While not directly mentioning the expropriation of private properties upon payment of just compensation, the
provisions on social justice and agrarian reforms which allow the exercise of police power together with the power
of eminent domain in the implementation of constitutional objectives are even more far reaching insofar as
taxing of private property is concerned. The restrictive view of public use may be appropriate for a nation which
circumscribes the scope of government activities and public concerns and which possesses big and correctly
located public lands that obviate the need to take private property for public purposes. Neither circumstance
applies to the Philippines. The Philippines has never been a laissez faire State, and the necessities which impel the
exertion of sovereign power are all too often found in areas of scarce public land or limited government
resources.

There can be no doubt that expropriation for such traditional purposes as the construction of roads, bridges,
ports, waterworks, schools, electric and telecommunications systems, hydroelectric power plants, markets and
slaughterhouses, parks, hospitals, government office buildings, and flood control or irrigation systems is valid.
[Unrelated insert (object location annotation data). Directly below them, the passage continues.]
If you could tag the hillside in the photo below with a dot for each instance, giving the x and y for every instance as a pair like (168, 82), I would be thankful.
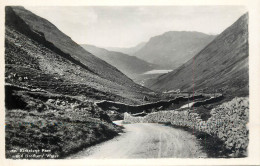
(129, 65)
(220, 66)
(174, 48)
(36, 49)
(51, 86)
(125, 50)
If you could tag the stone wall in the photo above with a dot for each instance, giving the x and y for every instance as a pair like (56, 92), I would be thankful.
(228, 122)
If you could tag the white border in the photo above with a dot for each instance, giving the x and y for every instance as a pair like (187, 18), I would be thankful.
(254, 66)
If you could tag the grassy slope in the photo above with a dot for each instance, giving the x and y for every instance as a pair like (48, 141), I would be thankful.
(222, 65)
(50, 90)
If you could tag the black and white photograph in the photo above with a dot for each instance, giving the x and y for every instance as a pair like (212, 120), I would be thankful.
(126, 82)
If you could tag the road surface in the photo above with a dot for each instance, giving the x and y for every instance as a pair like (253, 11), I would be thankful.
(146, 140)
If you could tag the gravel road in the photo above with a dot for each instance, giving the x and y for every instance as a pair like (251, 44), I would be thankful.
(146, 140)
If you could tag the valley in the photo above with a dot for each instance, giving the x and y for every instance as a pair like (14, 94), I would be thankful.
(174, 96)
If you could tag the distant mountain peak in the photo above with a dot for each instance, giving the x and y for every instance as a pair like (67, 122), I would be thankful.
(220, 66)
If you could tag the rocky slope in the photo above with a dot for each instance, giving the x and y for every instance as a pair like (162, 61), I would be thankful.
(221, 66)
(49, 59)
(174, 48)
(129, 65)
(51, 84)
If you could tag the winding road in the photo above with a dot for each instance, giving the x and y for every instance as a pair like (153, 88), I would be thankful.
(146, 140)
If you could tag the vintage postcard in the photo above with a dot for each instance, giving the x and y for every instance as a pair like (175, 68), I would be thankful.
(158, 83)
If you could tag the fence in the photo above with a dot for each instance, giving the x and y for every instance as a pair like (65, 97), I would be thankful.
(228, 122)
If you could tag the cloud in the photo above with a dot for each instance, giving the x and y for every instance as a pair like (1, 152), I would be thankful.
(121, 26)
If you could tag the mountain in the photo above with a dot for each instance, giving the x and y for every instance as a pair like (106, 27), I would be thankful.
(129, 51)
(174, 48)
(221, 66)
(39, 55)
(129, 65)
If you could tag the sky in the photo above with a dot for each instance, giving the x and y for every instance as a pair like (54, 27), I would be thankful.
(118, 26)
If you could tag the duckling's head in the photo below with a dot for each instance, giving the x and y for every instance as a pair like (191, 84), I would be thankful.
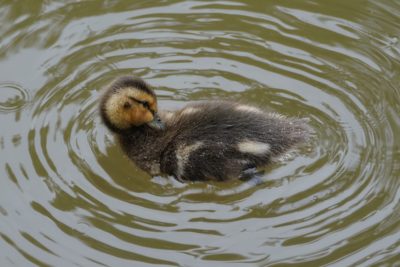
(129, 102)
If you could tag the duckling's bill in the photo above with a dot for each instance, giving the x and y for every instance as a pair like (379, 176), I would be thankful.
(156, 123)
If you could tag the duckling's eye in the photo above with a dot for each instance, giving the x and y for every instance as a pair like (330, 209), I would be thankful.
(127, 105)
(145, 104)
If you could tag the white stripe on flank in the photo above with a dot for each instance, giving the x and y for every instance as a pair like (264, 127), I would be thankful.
(253, 147)
(248, 109)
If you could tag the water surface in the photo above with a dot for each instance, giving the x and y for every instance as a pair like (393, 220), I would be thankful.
(69, 197)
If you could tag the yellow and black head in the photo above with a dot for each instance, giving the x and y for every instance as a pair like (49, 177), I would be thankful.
(129, 102)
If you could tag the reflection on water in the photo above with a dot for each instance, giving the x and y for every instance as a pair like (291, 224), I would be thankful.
(70, 197)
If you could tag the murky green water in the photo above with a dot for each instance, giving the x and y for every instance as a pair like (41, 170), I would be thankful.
(68, 197)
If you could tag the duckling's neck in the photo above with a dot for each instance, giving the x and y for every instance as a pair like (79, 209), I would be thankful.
(143, 144)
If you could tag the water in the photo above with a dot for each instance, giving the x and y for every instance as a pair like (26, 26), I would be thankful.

However, the concept of public use is not limited to traditional purposes. Here as elsewhere the idea that "public
use" is strictly limited to clear cases of "use by the public" has been discarded. The Philippine Tourism Authority has
stressed that the development of the 808 hectares includes plans that would give the Heirs of Ardona, et. al. and
other displaced persons productive employment, higher incomes, decent housing, water and electric facilities,
and better living standards.

The Court’s dismissal of the petition is, in part, predicated on those assurances. The right of the PTA to proceed
with the expropriation of the 282 hectares already identified as fit for the establishment of a resort complex to
promote tourism is, therefore, sustained.

2. NO
- The power of eminent domain does not depend for its existence on a specific grant in the constitution. It is
inherent in sovereignty and exists in a sovereign state without any recognition of it in the constitution. The
provision found in most of the state constitutions relating to the taking of property for the public use do not
by implication grant the power to the government of the state, but limit a power which would otherwise be
without limit.
- The constitutional restraints are public use and just compensation.